You only need to look at the problems being experienced by embattled silver miner Tahoe Resources Inc. (TSX:THO)(NYSE:TAHO) to understand how risky it can be to be a miner. The licence for Tahoe’s Escobal mine located in Guatemala was suspended in July 2017; since then, the miner has been unable to recommence operations. The mine is responsible for most of Tahoe’s silver production, and in 2016 it generated 45% of the company’s revenue. This means its closure has been a tremendous blow for the miner, causing adjusted 2017 earnings to decline by a massive 53% year over year.
Because Osisko Gold Royalties doesn’t own or operate any mines, it has far lower costs than a gold miner. It also isn’t subject to the same degree of risk as a miner when it comes to cost blowouts or if an ore body becomes uneconomic to mine.
Investors in Osisko Gold Royalties are shielded from much of the downside associated with investing in miners.
The streaming company has built an impressive portfolio of assets in a short period. Osisko Gold Royalties’s flagship asset is a 5% net smelter return royalty for the Canadian Malartic gold mine. This mine, operated jointly by Agnico Eagle Mines Ltd. and Yamana Gold Inc., has a long history of growing production, and for 2017 it had exceeded its production target with output reaching 633,462 ounces of gold.

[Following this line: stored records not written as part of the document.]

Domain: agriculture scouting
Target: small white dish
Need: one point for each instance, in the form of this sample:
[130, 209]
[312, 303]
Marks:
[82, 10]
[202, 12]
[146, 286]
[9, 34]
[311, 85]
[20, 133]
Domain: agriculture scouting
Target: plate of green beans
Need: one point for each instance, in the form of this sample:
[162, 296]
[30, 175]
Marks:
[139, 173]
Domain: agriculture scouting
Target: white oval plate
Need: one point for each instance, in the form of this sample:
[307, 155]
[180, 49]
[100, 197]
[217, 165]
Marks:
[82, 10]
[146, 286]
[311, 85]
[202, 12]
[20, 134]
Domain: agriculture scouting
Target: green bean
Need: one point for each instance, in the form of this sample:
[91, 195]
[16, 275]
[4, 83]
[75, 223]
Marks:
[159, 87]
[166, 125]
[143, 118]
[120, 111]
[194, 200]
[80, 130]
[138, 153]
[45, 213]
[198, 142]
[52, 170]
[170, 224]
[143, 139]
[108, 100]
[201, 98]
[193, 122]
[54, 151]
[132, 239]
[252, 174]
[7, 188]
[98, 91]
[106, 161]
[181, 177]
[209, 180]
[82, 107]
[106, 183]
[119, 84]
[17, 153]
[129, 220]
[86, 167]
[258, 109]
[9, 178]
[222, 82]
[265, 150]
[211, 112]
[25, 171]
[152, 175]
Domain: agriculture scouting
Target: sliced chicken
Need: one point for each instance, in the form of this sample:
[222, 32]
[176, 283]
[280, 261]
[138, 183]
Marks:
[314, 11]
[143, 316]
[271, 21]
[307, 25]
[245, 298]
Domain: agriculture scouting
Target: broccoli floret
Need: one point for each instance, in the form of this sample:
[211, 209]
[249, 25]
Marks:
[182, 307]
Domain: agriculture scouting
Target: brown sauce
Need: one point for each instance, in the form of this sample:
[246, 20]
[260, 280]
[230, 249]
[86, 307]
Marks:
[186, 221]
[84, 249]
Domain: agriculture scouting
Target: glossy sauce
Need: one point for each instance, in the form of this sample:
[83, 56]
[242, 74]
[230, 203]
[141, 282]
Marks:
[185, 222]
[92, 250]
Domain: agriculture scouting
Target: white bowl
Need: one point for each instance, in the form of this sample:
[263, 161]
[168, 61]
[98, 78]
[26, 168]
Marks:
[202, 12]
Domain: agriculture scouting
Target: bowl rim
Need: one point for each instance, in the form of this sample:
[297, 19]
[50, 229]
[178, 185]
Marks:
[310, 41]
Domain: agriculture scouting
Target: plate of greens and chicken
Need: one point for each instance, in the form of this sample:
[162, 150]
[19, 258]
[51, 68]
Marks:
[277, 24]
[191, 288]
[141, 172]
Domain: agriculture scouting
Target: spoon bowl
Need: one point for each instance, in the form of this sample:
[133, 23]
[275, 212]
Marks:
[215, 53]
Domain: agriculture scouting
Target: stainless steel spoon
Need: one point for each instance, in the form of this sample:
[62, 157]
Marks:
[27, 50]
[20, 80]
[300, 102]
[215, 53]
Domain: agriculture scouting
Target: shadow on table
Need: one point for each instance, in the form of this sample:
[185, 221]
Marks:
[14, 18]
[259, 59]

For 2017, Osisko Gold Royalties reported record gold production as well as income from streams and royalties, causing gross profit to rise by a healthy 16% compared to 2016 to $59.5 million. While the company disappointingly reported a loss of $42.5 million for the year, that can be attributed to an $89 million impairment charge recorded against its royalty interest in the Éléonore gold mine.

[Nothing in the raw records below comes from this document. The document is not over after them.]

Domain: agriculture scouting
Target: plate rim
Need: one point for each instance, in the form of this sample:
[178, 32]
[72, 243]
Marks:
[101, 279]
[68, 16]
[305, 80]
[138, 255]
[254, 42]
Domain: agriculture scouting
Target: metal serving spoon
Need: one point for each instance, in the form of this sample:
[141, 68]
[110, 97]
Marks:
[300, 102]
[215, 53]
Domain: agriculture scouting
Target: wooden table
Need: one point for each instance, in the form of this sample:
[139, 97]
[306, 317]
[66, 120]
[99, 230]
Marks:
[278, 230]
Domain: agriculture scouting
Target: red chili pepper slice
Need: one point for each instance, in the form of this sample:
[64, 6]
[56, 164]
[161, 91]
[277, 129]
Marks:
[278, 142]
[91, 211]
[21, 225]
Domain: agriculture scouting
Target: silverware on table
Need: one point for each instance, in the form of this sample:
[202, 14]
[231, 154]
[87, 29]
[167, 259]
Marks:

Now that the streamer has successfully integrated the purchase of 74 royalties, streams, and precious metal offtakes agreements and taken the hit on the Elenore royalty interest, it is positioned to unlock value for investors in 2018. Osisko Gold Royalties expects 2018 production to grow by 32% to 40%, which, along with reduced costs, will boost profitability and give its bottom line a healthy lift.
So what?
Growing production and earnings should cause Osisko Gold Royalties stock to soar. While investors wait for this to occur, they will be rewarded by its sustainable, regular dividend, which yields 1.4%. Osisko Gold Royalties is on the cusp of unlocking considerable value for investors, making it a must-own stock in an operating environment where the outlook for gold remains firm.